X Protocol Characteristics

Unlike the rest of the X Window System, the X protocol is independent of implementation and is used to transfer data between computers using the X System.

The X protocol is therefore the basis for the operation of X applications. It defines exactly the messages that can be exchanged between applications running X, and the meaning and expected result from each of these messages.

For example, if an X application wants to draw a window in a specific location of the screen, it has to send a request using the X protocol. The request will specific exactly what window is to be moved, as well as the new location for the window.

The X server will then receive the information using the X protocol. Based on the request parameters, the server will execute the requested command. This way, an application can be run on a remote computer, and the result of the graphical iterations will appear directly on the client screen.

If one is using X applications locally, even then there is are X servers and clients. They are just running on the same machine. Therefore, the X protocol is always present when an X application is running. It performance is fundamental for the operation of the system.

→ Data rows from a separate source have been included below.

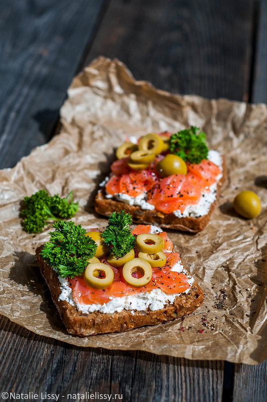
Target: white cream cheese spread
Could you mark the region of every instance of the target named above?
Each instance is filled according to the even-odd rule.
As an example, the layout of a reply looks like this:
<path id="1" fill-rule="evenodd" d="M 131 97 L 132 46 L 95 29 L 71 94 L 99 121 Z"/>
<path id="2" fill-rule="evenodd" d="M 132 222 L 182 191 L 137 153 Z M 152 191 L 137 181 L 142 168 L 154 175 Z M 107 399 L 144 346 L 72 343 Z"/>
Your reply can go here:
<path id="1" fill-rule="evenodd" d="M 160 229 L 157 228 L 157 230 Z M 175 272 L 183 273 L 188 278 L 188 282 L 192 286 L 194 279 L 190 276 L 186 270 L 182 265 L 180 261 L 177 262 L 171 269 L 171 271 Z M 146 292 L 139 294 L 136 296 L 127 296 L 123 297 L 115 297 L 111 299 L 110 302 L 101 304 L 83 304 L 77 302 L 73 298 L 72 290 L 69 286 L 69 283 L 67 279 L 59 277 L 60 282 L 61 293 L 59 297 L 59 300 L 66 300 L 72 306 L 75 307 L 78 311 L 82 313 L 93 313 L 94 311 L 99 311 L 100 313 L 107 313 L 112 314 L 115 312 L 120 312 L 124 310 L 130 310 L 132 314 L 134 314 L 134 310 L 141 311 L 147 310 L 148 308 L 152 311 L 163 308 L 167 303 L 173 303 L 176 296 L 179 296 L 181 293 L 176 293 L 171 295 L 167 295 L 160 289 L 153 289 L 151 292 Z M 188 293 L 190 288 L 187 289 L 183 293 Z"/>
<path id="2" fill-rule="evenodd" d="M 209 151 L 208 154 L 208 159 L 210 162 L 218 166 L 221 171 L 222 172 L 222 160 L 217 151 L 211 150 Z M 197 203 L 195 205 L 188 205 L 185 208 L 184 211 L 182 213 L 180 210 L 174 211 L 173 214 L 177 218 L 184 218 L 186 216 L 202 216 L 208 213 L 211 205 L 216 199 L 217 194 L 217 184 L 222 177 L 222 174 L 218 175 L 216 178 L 216 183 L 213 183 L 209 186 L 209 193 L 203 193 L 202 196 Z M 108 181 L 108 177 L 106 178 L 105 180 L 102 182 L 101 185 L 104 186 Z M 106 198 L 115 198 L 118 201 L 121 201 L 128 204 L 129 205 L 136 205 L 139 206 L 141 209 L 147 209 L 151 211 L 155 209 L 155 207 L 152 204 L 147 202 L 145 201 L 146 193 L 139 194 L 137 197 L 131 197 L 128 194 L 123 193 L 119 193 L 115 195 L 106 194 Z"/>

Most of the traditional events on UI programming are send as messages using the X protocol. For example, key presses, mouse clicks, and related events are all communicated between server and client using X protocol.

Finally, for application programmers, the X protocol defines the primitives that are available for the creation of higher level interfaces. The lower level of the X System is defined through the X core library.

The X library talks directly with the X protocol, and provides the most basic functionality for programmers, such as creating windows, moving windows, and drawing simple graphical shapes. Everything else in a graphical system is built from these simple operations.

The knowledge of the X protocol is not strictly required when writing applications in toolkits such as Gtk+ and Qt, but it is useful to have a basic understanding of how it works.